Plus hauts que larges, les silos tours ne prennent pas de place, ajoute M. Plourde. Ils protègent également l’ensilage des tempêtes de neige.

Le choix du matériau

Il existe différents fabricants de silos verticaux. Chacun propose ses matériaux de prédilection.

Selon Jean-Yves Plourde, les silos en béton ont un degré de compaction moindre, parce que les murs intérieurs ne sont pas lisses. Ils peuvent être avantageux pour un producteur qui doit utiliser au moins 1 1/4 po d’ensilage chaque jour.

Ce qu’on appelle les silos bleus, pour leur part, ont une protection vitrifiée sur le métal. Résultats? « Plus de compaction, meilleure fermentation, conservation optimale », lance M. Plourde.

Un silo en béton sera bon pendant environ 30 à 35 ans, estime le spécialiste. Il assure que les silos bleus ont quant à eux une durée de vie prolongée.
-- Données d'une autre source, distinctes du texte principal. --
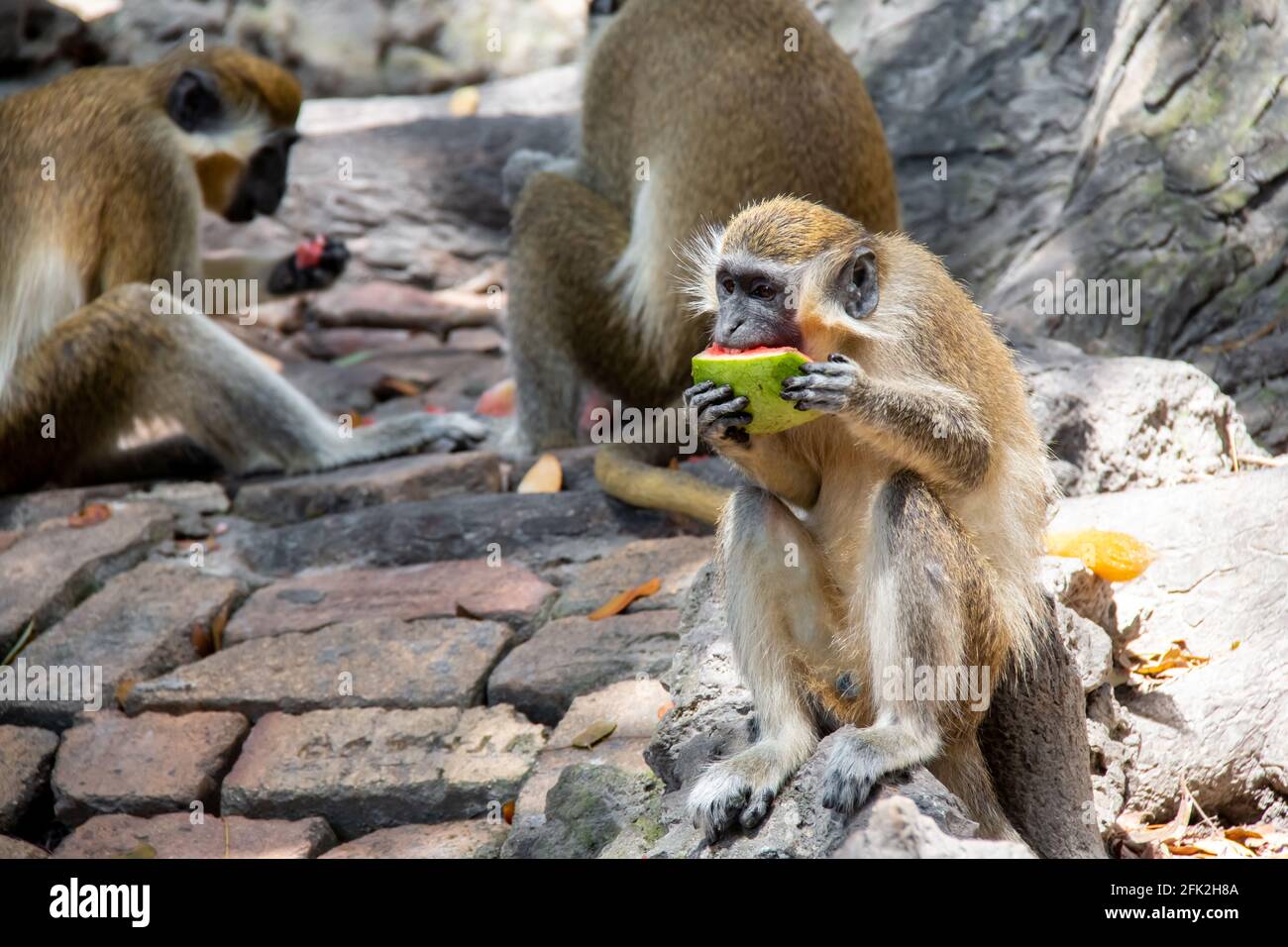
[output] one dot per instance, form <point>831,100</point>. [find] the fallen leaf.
<point>599,729</point>
<point>497,401</point>
<point>617,604</point>
<point>217,629</point>
<point>397,385</point>
<point>93,514</point>
<point>464,102</point>
<point>544,476</point>
<point>1116,557</point>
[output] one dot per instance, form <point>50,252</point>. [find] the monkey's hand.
<point>721,416</point>
<point>835,385</point>
<point>316,264</point>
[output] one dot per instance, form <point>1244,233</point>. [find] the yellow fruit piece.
<point>1116,557</point>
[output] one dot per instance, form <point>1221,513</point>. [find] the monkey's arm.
<point>931,428</point>
<point>312,265</point>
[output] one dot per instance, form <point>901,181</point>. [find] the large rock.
<point>378,663</point>
<point>26,755</point>
<point>425,476</point>
<point>533,527</point>
<point>368,770</point>
<point>53,567</point>
<point>143,622</point>
<point>478,838</point>
<point>1219,582</point>
<point>1121,423</point>
<point>143,766</point>
<point>505,591</point>
<point>1125,140</point>
<point>178,835</point>
<point>575,656</point>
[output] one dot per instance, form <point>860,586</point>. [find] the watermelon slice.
<point>756,373</point>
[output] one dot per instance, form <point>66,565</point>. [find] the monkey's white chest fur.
<point>43,289</point>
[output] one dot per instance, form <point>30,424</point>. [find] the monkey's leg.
<point>566,241</point>
<point>134,354</point>
<point>778,612</point>
<point>918,570</point>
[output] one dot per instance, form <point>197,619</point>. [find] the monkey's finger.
<point>739,420</point>
<point>827,368</point>
<point>726,407</point>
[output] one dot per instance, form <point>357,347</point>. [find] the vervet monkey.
<point>692,108</point>
<point>896,536</point>
<point>103,174</point>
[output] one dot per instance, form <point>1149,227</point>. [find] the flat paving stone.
<point>175,836</point>
<point>674,561</point>
<point>50,569</point>
<point>472,839</point>
<point>143,622</point>
<point>378,663</point>
<point>423,476</point>
<point>632,706</point>
<point>506,591</point>
<point>143,766</point>
<point>576,656</point>
<point>368,770</point>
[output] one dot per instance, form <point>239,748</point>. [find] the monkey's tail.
<point>655,487</point>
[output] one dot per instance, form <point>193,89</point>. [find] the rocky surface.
<point>480,838</point>
<point>143,766</point>
<point>503,591</point>
<point>575,656</point>
<point>1220,583</point>
<point>377,663</point>
<point>141,624</point>
<point>179,835</point>
<point>1117,140</point>
<point>26,757</point>
<point>374,768</point>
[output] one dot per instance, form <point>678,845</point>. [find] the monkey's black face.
<point>756,308</point>
<point>263,183</point>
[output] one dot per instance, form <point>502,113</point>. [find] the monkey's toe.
<point>756,809</point>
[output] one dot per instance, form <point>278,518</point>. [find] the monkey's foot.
<point>738,789</point>
<point>851,771</point>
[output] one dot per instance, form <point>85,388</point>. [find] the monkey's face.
<point>239,134</point>
<point>756,303</point>
<point>263,180</point>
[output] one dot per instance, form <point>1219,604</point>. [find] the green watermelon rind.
<point>760,379</point>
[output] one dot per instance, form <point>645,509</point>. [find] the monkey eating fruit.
<point>894,539</point>
<point>103,174</point>
<point>759,375</point>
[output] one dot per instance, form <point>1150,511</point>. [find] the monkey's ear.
<point>859,291</point>
<point>193,101</point>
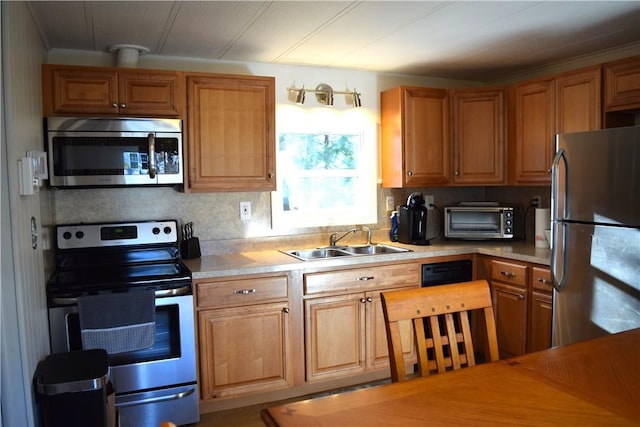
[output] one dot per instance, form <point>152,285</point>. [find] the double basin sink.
<point>343,251</point>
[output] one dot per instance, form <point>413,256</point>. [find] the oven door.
<point>170,361</point>
<point>114,158</point>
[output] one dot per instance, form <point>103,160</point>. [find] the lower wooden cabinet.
<point>540,310</point>
<point>346,335</point>
<point>243,336</point>
<point>345,332</point>
<point>522,300</point>
<point>510,309</point>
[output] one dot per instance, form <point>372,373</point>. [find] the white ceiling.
<point>472,40</point>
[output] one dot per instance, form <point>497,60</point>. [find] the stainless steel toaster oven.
<point>481,221</point>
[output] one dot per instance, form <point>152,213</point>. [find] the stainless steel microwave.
<point>479,222</point>
<point>113,152</point>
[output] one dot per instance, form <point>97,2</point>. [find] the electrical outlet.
<point>428,202</point>
<point>245,211</point>
<point>536,201</point>
<point>391,203</point>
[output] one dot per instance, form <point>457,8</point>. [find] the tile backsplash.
<point>217,222</point>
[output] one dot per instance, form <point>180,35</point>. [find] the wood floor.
<point>250,415</point>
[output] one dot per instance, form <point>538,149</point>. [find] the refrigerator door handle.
<point>555,186</point>
<point>559,257</point>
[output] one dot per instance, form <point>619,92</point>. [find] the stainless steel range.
<point>100,269</point>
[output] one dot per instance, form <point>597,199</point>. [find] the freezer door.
<point>596,176</point>
<point>598,270</point>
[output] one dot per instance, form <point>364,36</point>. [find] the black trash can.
<point>71,389</point>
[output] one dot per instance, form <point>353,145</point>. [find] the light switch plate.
<point>245,211</point>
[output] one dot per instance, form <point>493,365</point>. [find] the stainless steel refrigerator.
<point>595,221</point>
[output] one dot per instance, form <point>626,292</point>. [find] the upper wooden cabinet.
<point>82,90</point>
<point>533,132</point>
<point>231,133</point>
<point>568,102</point>
<point>479,133</point>
<point>415,137</point>
<point>622,84</point>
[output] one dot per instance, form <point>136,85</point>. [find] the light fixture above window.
<point>324,95</point>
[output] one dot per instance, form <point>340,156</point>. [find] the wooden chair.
<point>443,312</point>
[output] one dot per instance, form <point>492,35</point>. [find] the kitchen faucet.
<point>368,230</point>
<point>333,239</point>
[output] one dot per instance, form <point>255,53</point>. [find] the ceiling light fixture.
<point>324,95</point>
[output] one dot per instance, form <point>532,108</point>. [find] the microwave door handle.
<point>152,156</point>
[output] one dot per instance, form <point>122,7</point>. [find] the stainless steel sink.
<point>340,251</point>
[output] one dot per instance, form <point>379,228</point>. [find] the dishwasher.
<point>444,273</point>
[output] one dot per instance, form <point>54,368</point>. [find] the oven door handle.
<point>173,396</point>
<point>184,290</point>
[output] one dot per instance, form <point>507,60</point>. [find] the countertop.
<point>270,261</point>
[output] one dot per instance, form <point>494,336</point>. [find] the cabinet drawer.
<point>357,279</point>
<point>507,272</point>
<point>541,279</point>
<point>226,293</point>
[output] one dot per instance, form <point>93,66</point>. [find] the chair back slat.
<point>442,331</point>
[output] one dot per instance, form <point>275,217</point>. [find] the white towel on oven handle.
<point>118,322</point>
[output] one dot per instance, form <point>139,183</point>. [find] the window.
<point>324,179</point>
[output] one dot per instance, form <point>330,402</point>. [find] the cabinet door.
<point>578,101</point>
<point>540,309</point>
<point>377,347</point>
<point>243,349</point>
<point>80,91</point>
<point>539,336</point>
<point>510,309</point>
<point>148,93</point>
<point>534,132</point>
<point>415,137</point>
<point>622,84</point>
<point>334,336</point>
<point>231,133</point>
<point>479,137</point>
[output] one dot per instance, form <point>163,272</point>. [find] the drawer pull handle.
<point>508,274</point>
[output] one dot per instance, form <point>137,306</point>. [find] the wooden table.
<point>593,383</point>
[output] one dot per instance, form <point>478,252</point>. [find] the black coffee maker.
<point>412,226</point>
« Quand tu fais attention au taux d’humidité de ton ensilage, tu peux garder un silo vertical vraiment longtemps. J’ai un client à Plessisville qui a le même silo depuis trois générations. »

Petit, moyen, grand?

Bien choisir la grosseur du silo, c’est la clé du succès, explique Jean-Yves Plourde. « Tout dépend du nombre d’animaux à nourrir. Si tu prends seulement 1/2 po d’ensilage chaque jour pour alimenter ton troupeau, ça pourrait finir par faire chauffer l’ensilage et là, tu perds vraiment de la qualité. » Ainsi, il est parfois préférable d’opter pour deux petits silos plutôt qu’un seul plus gros, bien que les coûts reliés à la construction de deux unités soient plus importants.

Par ailleurs, comme les silos verticaux sont des structures permanentes, les producteurs doivent bien choisir leur emplacement.

Selon M. Plourde, il faut privilégier un endroit un peu surélevé pour faciliter le drainage. Il faut également bien planifier l’accès de la machinerie et prévoir un espace suffisant, advenant le cas où il faudrait construire de nouveaux silos.

Le prix varie selon les différents types de silos verticaux. Par exemple, un silo de 20 pi de diamètre et de 80 pi de hauteur construit en béton coûtera environ 90 000 $. Pour un silo bleu de même dimension, le prix grimpe à 110 000 $.